From: Oliver Upton <oliver.upton@linux.dev>
To: Ganapatrao Kulkarni <gankulkarni@os.amperecomputing.com>
Cc: kvmarm@lists.linux.dev, kvm@vger.kernel.org,
linux-arm-kernel@lists.infradead.org,
linux-kernel@vger.kernel.org, maz@kernel.org,
darren@os.amperecomputing.com,
d.scott.phillips@amperecomputing.com,
James Morse <james.morse@arm.com>,
Suzuki K Poulose <suzuki.poulose@arm.com>,
Zenghui Yu <yuzenghui@huawei.com>
Subject: Re: [RFC PATCH] kvm: nv: Optimize the unmapping of shadow S2-MMU tables.
Date: Tue, 5 Mar 2024 08:46:44 +0000 [thread overview]

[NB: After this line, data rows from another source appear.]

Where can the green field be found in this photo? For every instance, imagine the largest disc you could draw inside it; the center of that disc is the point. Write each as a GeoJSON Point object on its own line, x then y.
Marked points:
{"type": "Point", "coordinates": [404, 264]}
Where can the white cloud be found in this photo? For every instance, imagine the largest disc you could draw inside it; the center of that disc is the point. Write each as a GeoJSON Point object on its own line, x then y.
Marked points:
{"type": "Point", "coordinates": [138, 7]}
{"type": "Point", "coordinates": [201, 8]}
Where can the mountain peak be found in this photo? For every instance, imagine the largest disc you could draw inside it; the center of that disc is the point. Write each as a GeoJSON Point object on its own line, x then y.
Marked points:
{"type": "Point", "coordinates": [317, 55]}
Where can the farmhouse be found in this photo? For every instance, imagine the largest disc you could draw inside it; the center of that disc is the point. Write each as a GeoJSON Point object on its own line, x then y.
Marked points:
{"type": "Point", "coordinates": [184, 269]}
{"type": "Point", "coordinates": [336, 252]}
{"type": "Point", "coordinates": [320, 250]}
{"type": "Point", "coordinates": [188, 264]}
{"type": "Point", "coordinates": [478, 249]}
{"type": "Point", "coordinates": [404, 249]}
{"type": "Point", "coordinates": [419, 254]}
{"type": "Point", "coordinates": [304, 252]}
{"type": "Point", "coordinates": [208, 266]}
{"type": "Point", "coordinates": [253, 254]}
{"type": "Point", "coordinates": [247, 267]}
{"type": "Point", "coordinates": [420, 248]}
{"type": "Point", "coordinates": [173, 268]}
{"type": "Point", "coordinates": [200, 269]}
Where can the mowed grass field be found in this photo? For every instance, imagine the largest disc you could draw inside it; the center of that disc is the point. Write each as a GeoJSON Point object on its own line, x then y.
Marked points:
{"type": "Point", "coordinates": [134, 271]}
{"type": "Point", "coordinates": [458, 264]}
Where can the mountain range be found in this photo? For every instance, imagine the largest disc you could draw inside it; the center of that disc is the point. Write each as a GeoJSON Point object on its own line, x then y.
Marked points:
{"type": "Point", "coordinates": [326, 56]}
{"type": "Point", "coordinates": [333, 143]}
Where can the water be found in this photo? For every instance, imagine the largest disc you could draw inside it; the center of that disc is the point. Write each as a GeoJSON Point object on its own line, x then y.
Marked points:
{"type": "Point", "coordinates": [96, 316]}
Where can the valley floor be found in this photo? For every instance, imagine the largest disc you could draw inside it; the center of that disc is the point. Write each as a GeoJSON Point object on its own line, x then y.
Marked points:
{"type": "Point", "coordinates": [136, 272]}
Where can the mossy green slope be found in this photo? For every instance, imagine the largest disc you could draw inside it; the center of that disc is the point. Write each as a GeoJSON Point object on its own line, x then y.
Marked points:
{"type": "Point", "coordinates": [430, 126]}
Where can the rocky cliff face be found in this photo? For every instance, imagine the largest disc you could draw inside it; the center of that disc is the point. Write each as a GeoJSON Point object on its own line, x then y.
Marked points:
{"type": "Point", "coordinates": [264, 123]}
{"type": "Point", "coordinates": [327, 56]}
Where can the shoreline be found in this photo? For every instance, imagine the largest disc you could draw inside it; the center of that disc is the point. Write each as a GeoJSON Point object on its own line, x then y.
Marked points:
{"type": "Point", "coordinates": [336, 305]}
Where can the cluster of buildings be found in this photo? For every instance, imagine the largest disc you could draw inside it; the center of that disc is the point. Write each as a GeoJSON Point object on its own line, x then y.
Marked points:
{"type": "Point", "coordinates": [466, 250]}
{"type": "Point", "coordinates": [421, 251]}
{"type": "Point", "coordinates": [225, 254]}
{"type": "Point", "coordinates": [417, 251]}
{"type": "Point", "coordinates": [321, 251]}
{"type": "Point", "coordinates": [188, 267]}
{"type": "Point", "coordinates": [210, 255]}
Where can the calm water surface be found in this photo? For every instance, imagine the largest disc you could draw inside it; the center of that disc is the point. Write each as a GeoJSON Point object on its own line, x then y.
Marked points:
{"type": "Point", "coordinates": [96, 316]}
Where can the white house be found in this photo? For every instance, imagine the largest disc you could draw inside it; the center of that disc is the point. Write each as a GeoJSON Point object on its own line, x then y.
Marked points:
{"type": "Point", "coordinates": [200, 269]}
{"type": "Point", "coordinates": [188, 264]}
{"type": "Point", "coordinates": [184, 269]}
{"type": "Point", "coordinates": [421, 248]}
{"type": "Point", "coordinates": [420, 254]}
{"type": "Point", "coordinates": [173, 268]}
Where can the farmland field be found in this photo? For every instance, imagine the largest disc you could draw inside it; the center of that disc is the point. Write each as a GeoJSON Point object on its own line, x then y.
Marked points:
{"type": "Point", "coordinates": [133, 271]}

Message-ID: <Zebb9CyihqC4JqnK@linux.dev> (raw)
In-Reply-To: <20240305054606.13261-1-gankulkarni@os.amperecomputing.com>
-cc old kvmarm list
+cc new kvmarm list, reviewers
Please run scripts/get_maintainer.pl next time around so we get the
right people looking at a patch.
On Mon, Mar 04, 2024 at 09:46:06PM -0800, Ganapatrao Kulkarni wrote:
> @@ -216,6 +223,13 @@ struct kvm_s2_mmu {
> * >0: Somebody is actively using this.
> */
> atomic_t refcnt;
> +
> + /*
> + * For a Canonical IPA to Shadow IPA mapping.
> + */
> + struct rb_root nested_mapipa_root;
There isn't any benefit to tracking the canonical IPA -> shadow IPA(s)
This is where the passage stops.